We are witnessing the slow erosion of unwritten standards of public life in so many worrisome ways and here is yet another such.  We are now being asked to believe that it is possible for an individual to serve on the Board of 3 State-owned companies and also serve as an Independent Senator.  The Express story mentioned above states that Mr. Annisette was still a Director of those State-owned companies.  There has been no denial, retraction or correction to my knowledge.  This is an utterly unacceptable state of affairs in my view.

Consider the nature of the Independent Senators in our Parliament.  Andy Johnson wrote a column entitled ‘One of the President’s men’ in the Express of 20th December 2007 and it makes interesting reading since he mentions that a known CoP supporter is now amongst the ranks of our new Independent Senators.  Johnson did not name the person but said that the other 2 parties in the Parliament knew of his affiliation and hinted that this could become controversial.

Given the way in which distractions are used in our country, we need to reflect with the necessary degree of seriousness on all this to properly distinguish these 2 cases.  The lower House of our Parliament is made up of Members elected nationally.  The upper House is comprised of the Senators selected by the PM, the Leader of the Opposition and the President.  They are allowed to nominate sixteen, six and nine Senators, respectively.  The party in power and the opposition are represented in both Houses of the Parliament.  But our constitution implicitly recognizes that these 2 elements alone cannot be enough, hence the third group of Senators we have come to call Independents.

For our President to nominate a Senator who comes from within the ranks of PNM or UNC loyalists seems contrary to the spirit of the constitution.  In contrast, the ranks of our Independent Senators is an appropriate place for supporters of ‘third parties’ together with other matured, expert and committed citizens.  We expect our Parliament to be a place in which major policy issues are debated and settled, but the reality is much different.  The decisive issue here is whether we have the vision and will to stop practices which further dilute the authority of our Parliament.

To challenge or remove the so-far-unnamed CoP supporter in the ranks of Independent Senators in this 9th Parliament will do violence to the spirit of the Constitution.  To allow Mr.

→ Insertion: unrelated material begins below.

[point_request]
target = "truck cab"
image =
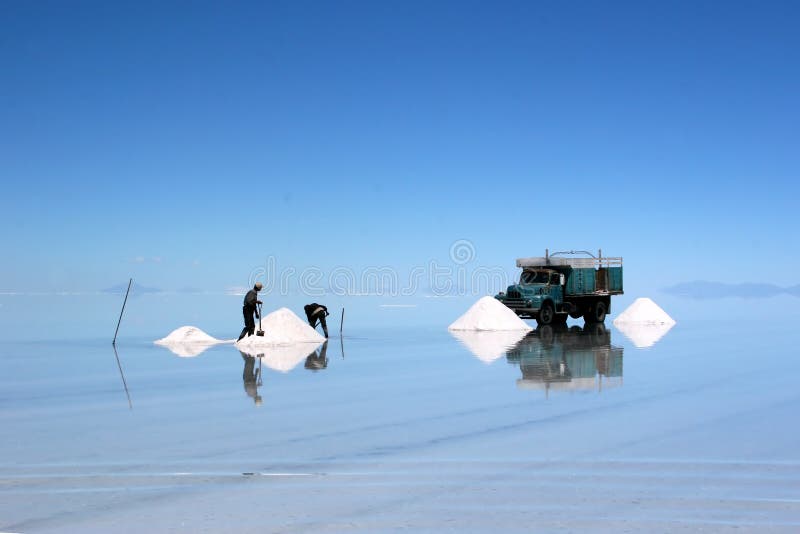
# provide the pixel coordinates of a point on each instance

Annisette to continue as an Independent Senator while holding 3 Directorships in State-owned companies is to invite ridicule and disrespect.  Even if he were to resign those Directorships now, one is bound to ask, ‘What next?’

It would be wicked to repeat here the scandalous suggestions I received in discussing this question with various people.  Out of some latent regard for the little respectable that is left, I will just say that there are still ways to deal with this unpalatable situation.

The President’s selection of Mr. Annisette was questionable.  For an Independent Senator to continue in his roles as Board Director of 3 State companies is completely unacceptable.  Due to the constitutional immunity extended to that office, it is impossible to legally challenge any of the President’s decisions, so one is forced to take action in the Court of Public Opinion.  Our President should himself take the necessary corrective action now.  He has the power, under Section (43) (2) e of our constitution, to declare Mr. Annisette’s seat vacant.

The silence of the UNC-A and CoP on all this is damning.  It would be interesting to see what views are expressed by other concerned citizens.  The peril we face is Civil Obedience.  Public apathy and cowardice are as corrosive to the health of our Republic as the menace of crime.